Increased use of everything and anything IT to make work life faster and more efficient has conversely made work slower and less efficient for IT service professionals. The solution? Virtualisation.
While end users are relying on IT to make their life easier and their work more streamlined, the opposite is happening for IT services. Software and hardware are far more robust than in the past, however, the increasing reliance on technology to underpin every part of a business means that any IT problem, no matter how small, will swiftly escalate into a full-scale crisis if it’s not fixed immediately.
When you add this factor into the potential problem of the ever-increasing number of tools and devices that need to be supported, such as smartphones, laptops, home PCs, iPhones and so on, it’s no surprise that support costs are rocketing.

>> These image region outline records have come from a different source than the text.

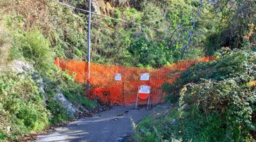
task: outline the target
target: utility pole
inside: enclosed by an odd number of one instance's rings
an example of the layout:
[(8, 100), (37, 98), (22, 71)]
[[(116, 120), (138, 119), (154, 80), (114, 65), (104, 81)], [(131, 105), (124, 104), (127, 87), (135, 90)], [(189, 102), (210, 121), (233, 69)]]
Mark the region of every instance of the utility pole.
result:
[(192, 29), (191, 29), (191, 30), (189, 32), (189, 39), (188, 40), (188, 43), (187, 44), (186, 44), (186, 45), (185, 46), (184, 46), (184, 48), (183, 49), (183, 51), (181, 58), (181, 59), (183, 59), (184, 54), (185, 54), (185, 52), (186, 51), (186, 50), (187, 50), (187, 49), (189, 47), (189, 42), (190, 42), (190, 40), (191, 38), (191, 36), (192, 35), (192, 32), (193, 32), (193, 29), (194, 28), (194, 27), (195, 27), (195, 21), (196, 21), (196, 19), (197, 18), (197, 17), (198, 17), (198, 15), (199, 15), (199, 12), (200, 11), (200, 9), (201, 8), (201, 7), (202, 7), (202, 5), (203, 2), (204, 2), (204, 0), (201, 0), (201, 2), (200, 3), (200, 5), (199, 6), (199, 7), (198, 8), (198, 9), (197, 10), (197, 12), (196, 13), (196, 15), (195, 15), (195, 19), (194, 19), (194, 22), (193, 22), (193, 24), (192, 24)]
[(90, 56), (90, 47), (91, 47), (91, 11), (92, 7), (92, 2), (91, 0), (89, 0), (89, 15), (88, 17), (88, 47), (87, 47), (87, 62), (88, 63), (88, 66), (87, 68), (87, 89), (90, 88), (89, 81), (91, 76), (91, 56)]

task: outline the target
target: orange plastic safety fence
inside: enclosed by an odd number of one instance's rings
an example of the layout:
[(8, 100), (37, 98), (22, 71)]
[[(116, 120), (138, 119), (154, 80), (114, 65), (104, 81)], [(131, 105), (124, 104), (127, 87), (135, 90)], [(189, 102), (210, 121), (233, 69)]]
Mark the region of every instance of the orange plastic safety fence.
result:
[[(90, 63), (90, 78), (87, 78), (88, 63), (59, 58), (55, 64), (62, 70), (67, 70), (70, 74), (76, 73), (75, 79), (80, 83), (89, 82), (92, 89), (88, 90), (91, 98), (95, 97), (103, 102), (110, 102), (128, 105), (136, 103), (138, 87), (143, 85), (151, 87), (150, 96), (152, 103), (163, 101), (165, 94), (161, 86), (165, 82), (171, 83), (179, 74), (192, 65), (215, 59), (214, 57), (206, 57), (183, 60), (157, 69), (147, 69), (120, 66), (105, 65)], [(140, 81), (142, 73), (149, 73), (149, 81)], [(116, 74), (121, 74), (121, 80), (114, 80)], [(147, 104), (147, 99), (139, 99), (140, 104)]]

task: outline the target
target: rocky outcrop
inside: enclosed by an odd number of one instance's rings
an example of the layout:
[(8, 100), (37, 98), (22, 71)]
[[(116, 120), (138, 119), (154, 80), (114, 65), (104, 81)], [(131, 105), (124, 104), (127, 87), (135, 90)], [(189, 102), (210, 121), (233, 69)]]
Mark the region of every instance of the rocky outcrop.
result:
[(19, 74), (26, 72), (33, 73), (34, 68), (28, 63), (18, 60), (14, 60), (7, 65), (7, 69), (9, 69), (14, 73)]
[[(47, 83), (44, 82), (43, 78), (40, 77), (40, 74), (35, 70), (33, 67), (28, 63), (25, 63), (19, 60), (15, 60), (10, 63), (8, 64), (5, 69), (2, 69), (6, 70), (10, 70), (14, 72), (17, 75), (21, 74), (22, 78), (26, 78), (25, 73), (29, 73), (32, 75), (33, 79), (39, 86), (41, 92), (44, 95), (45, 98), (47, 98), (47, 95), (45, 94), (44, 91), (45, 87), (47, 86)], [(72, 103), (70, 103), (65, 97), (63, 93), (61, 91), (59, 86), (56, 86), (56, 94), (54, 98), (61, 101), (62, 104), (74, 114), (76, 112), (78, 112), (79, 110), (73, 106)]]
[(65, 97), (63, 93), (61, 91), (61, 89), (58, 86), (56, 89), (57, 93), (54, 96), (54, 98), (60, 101), (65, 106), (66, 106), (69, 110), (72, 112), (73, 113), (76, 112), (78, 112), (78, 108), (73, 107), (73, 104), (70, 103)]

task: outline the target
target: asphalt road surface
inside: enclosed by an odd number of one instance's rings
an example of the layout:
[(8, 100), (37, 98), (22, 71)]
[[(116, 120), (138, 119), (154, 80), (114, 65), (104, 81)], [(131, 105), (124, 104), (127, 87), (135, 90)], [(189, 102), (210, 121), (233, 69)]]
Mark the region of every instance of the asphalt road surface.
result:
[(91, 118), (85, 118), (55, 128), (47, 135), (40, 135), (36, 142), (117, 142), (133, 133), (131, 118), (138, 122), (150, 110), (135, 110), (134, 106), (115, 106)]

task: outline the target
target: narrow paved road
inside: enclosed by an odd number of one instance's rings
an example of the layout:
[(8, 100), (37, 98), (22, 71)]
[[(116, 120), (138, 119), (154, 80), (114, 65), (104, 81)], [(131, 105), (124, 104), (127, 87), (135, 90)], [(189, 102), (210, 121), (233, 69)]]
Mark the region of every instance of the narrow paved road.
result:
[(133, 132), (131, 118), (137, 122), (150, 112), (145, 108), (135, 110), (133, 106), (114, 106), (94, 117), (83, 118), (64, 127), (57, 128), (49, 135), (39, 136), (40, 139), (35, 142), (121, 141), (121, 135)]

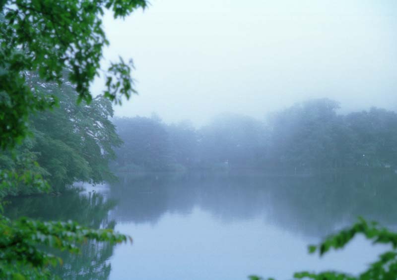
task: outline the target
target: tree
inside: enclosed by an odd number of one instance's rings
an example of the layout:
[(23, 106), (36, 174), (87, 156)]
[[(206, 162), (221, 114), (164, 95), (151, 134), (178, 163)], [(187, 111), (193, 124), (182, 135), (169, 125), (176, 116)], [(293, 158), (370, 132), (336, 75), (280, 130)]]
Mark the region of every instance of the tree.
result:
[[(99, 75), (103, 48), (109, 44), (101, 19), (105, 9), (111, 10), (115, 18), (123, 18), (146, 5), (144, 0), (0, 0), (0, 147), (9, 149), (21, 143), (31, 114), (59, 104), (55, 95), (43, 95), (37, 84), (29, 84), (29, 75), (37, 73), (41, 80), (60, 85), (68, 80), (75, 86), (79, 102), (90, 102), (89, 87)], [(135, 92), (132, 63), (120, 58), (111, 64), (104, 75), (105, 97), (120, 103), (122, 96), (128, 99)], [(32, 163), (34, 154), (30, 156)], [(10, 178), (45, 185), (39, 173), (18, 170), (2, 172), (1, 186), (10, 186), (10, 182), (12, 185)], [(75, 252), (75, 244), (87, 239), (114, 243), (128, 237), (72, 222), (13, 221), (1, 216), (0, 278), (49, 277), (47, 266), (59, 261), (40, 249), (40, 245)]]
[[(145, 7), (144, 0), (1, 0), (0, 1), (0, 144), (20, 143), (28, 131), (29, 114), (57, 104), (42, 96), (26, 74), (59, 84), (66, 75), (75, 85), (78, 101), (89, 102), (89, 88), (99, 74), (103, 47), (109, 44), (101, 16), (105, 9), (115, 18)], [(132, 62), (120, 58), (104, 76), (104, 95), (121, 103), (135, 93), (131, 76)], [(65, 70), (68, 71), (65, 73)]]

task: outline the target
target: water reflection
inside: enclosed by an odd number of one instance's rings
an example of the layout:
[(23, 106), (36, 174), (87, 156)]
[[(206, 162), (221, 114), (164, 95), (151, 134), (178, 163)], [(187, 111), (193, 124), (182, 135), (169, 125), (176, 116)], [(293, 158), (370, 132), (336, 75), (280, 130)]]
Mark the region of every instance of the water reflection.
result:
[[(59, 196), (35, 195), (11, 197), (7, 200), (5, 213), (13, 219), (25, 216), (42, 220), (71, 220), (94, 228), (115, 226), (108, 215), (115, 202), (95, 192), (84, 193), (75, 189)], [(111, 271), (109, 259), (114, 247), (107, 243), (89, 241), (80, 247), (80, 254), (52, 252), (64, 261), (63, 265), (56, 267), (53, 272), (61, 279), (108, 279)]]
[[(282, 279), (306, 268), (354, 272), (379, 250), (359, 239), (341, 258), (331, 254), (321, 262), (307, 255), (306, 245), (359, 216), (396, 225), (397, 175), (392, 172), (120, 178), (101, 193), (94, 188), (10, 198), (5, 213), (73, 220), (133, 237), (132, 246), (89, 243), (80, 255), (63, 254), (65, 264), (55, 271), (63, 279), (244, 279), (251, 273)], [(354, 266), (348, 261), (353, 258)]]
[(196, 207), (222, 222), (259, 217), (288, 230), (324, 236), (358, 216), (393, 225), (397, 213), (396, 174), (355, 172), (316, 176), (238, 173), (120, 175), (112, 186), (112, 217), (155, 223), (167, 213)]

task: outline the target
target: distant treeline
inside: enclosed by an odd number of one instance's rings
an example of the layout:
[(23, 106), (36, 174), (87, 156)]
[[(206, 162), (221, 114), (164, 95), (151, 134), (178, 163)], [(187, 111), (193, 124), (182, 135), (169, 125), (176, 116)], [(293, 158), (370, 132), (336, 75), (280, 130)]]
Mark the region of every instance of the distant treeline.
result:
[(375, 108), (342, 115), (328, 99), (297, 104), (260, 120), (223, 114), (196, 129), (155, 115), (116, 118), (126, 171), (233, 168), (312, 169), (397, 166), (397, 114)]

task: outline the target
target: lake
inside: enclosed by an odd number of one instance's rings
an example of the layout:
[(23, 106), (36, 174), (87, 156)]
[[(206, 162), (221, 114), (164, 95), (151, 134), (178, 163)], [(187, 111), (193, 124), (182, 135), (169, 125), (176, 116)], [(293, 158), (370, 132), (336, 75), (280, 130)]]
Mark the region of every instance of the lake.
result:
[(387, 247), (360, 236), (320, 258), (307, 245), (359, 216), (397, 228), (397, 175), (257, 171), (123, 173), (61, 195), (9, 198), (5, 214), (114, 227), (132, 244), (62, 254), (64, 279), (291, 279), (302, 270), (362, 271)]

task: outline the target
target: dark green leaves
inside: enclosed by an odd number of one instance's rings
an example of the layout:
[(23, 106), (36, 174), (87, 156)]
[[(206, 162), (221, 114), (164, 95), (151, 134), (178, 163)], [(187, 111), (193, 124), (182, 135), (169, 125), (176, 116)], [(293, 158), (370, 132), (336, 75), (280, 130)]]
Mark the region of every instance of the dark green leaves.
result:
[[(103, 8), (124, 17), (146, 5), (143, 0), (9, 0), (0, 4), (0, 146), (12, 147), (27, 133), (28, 115), (52, 108), (24, 78), (36, 71), (40, 78), (59, 83), (65, 69), (80, 100), (90, 102), (90, 83), (98, 74), (103, 47)], [(3, 15), (3, 16), (1, 16)], [(122, 60), (108, 70), (104, 93), (116, 102), (135, 92), (131, 64)], [(109, 82), (109, 79), (110, 79)], [(7, 101), (4, 101), (7, 99)]]
[[(334, 271), (315, 273), (304, 271), (294, 274), (295, 279), (313, 280), (392, 280), (397, 279), (397, 232), (391, 231), (380, 226), (376, 223), (368, 223), (363, 219), (351, 226), (330, 235), (318, 245), (309, 246), (310, 253), (317, 251), (320, 256), (332, 249), (343, 248), (358, 234), (363, 234), (374, 244), (391, 244), (393, 250), (381, 255), (378, 261), (371, 264), (369, 268), (358, 276)], [(354, 260), (351, 261), (354, 262)], [(262, 279), (256, 276), (249, 277), (251, 280)]]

If you’re a multi-site business then the problem just multiplies. At the most basic level, maintaining your enterprise’s PC’s optimal operating system patches, up-to-date applications and the right security measures can almost be a full time job, even with the best auto-update software. But you also need to constantly upgrade and replace your PCs as newer and more processor-hungry applications evolve, and finally all of these devices must be backed up wherever they are, whether at home, work or in the field.
Not so dumb terminals
Happily there is a way to get around all of these problems by using desktop virtualisation. We’re all now familiar with server virtualisation where you replace the applications running on several under-performing servers, with one single server running the applications in multiple virtual servers. Desktop virtualisation takes that one step further by virtualising each desktop in your business and effectively turning each PC, laptop and so on into a dumb terminal.
The advantages of desktop virtualisation are many; you will only need to support one version of an operating system, and one version of each application.
This means that updates can be achieved in minutes rather than days or even weeks. Should you do a new tweaked version of an operating system for a particular user then it’s simple to add an additional desktop. It also means that patch updates and security can be easily and quickly implemented and if there’s a problem with an application and a new patch it’s a rapid process to roll back to a previous version.
An added bonus of this is that it’s now possible to implement hot-desking as your desktop effectively follows you to the PC/Laptop or even mobile device you are using.
Off site? No problem
It’s also possible to monitor and maintain the desktops from any desktop in the company. So, if you’re on a site visit it won’t prevent you from being able to fix a problem on a desktop in the MD’s home.
Another benefit is that you should no longer need to have state-of-the art PCs on every desktop, as all of the work is done on the server. Therefore sophisticated applications such as video-editing packages and CAD/CAM which require large amounts of processor power can be run on any desktop, including laptops and on your users’ home PCs
By centralising data you should make backing up much much simpler. Rather than relying on your employees to back up, or backing up hundreds of PCs with the resulting multi-terabyte headache that it creates, you have just one machine to backup and one disk system to backup from. If you use data de-duplication software you will be storing considerably less data. This means that there should be no more problems of users with crashed hard disks losing all their data.
As you’re simply backing up a single server it means backup, so should the worst happen and your business burn to the ground then the business could be back on its feet in a matter of hours.
All of these reasons explain why so many businesses are looking to move to desktop virtualisation, analysts IDC predicts sales of desktop virtualisation software will reach $1.8 billion by 2011, up from $500 million in 2008.
The need for speed
To make desktop virtualisation work, particularly across multiple sites and to remote users, you need a fast and reliable network. While it’s possible to run desktop virtualisation over broadband, it can start to reduce some of the benefits, particularly if you are trying to run a processor-hungry application. By having a fast network you can make your backups in real-time, so that if anything does go wrong you can switch to the backup server and you won’t have lost any significant amount of work.
Desktop virtualisation can solve a lot of problems yet it isn’t a cheap solution. If, however, you look at the long-term reductions in support costs and reduced overheads, the return on investment can pay for the additional costs involved quite swiftly.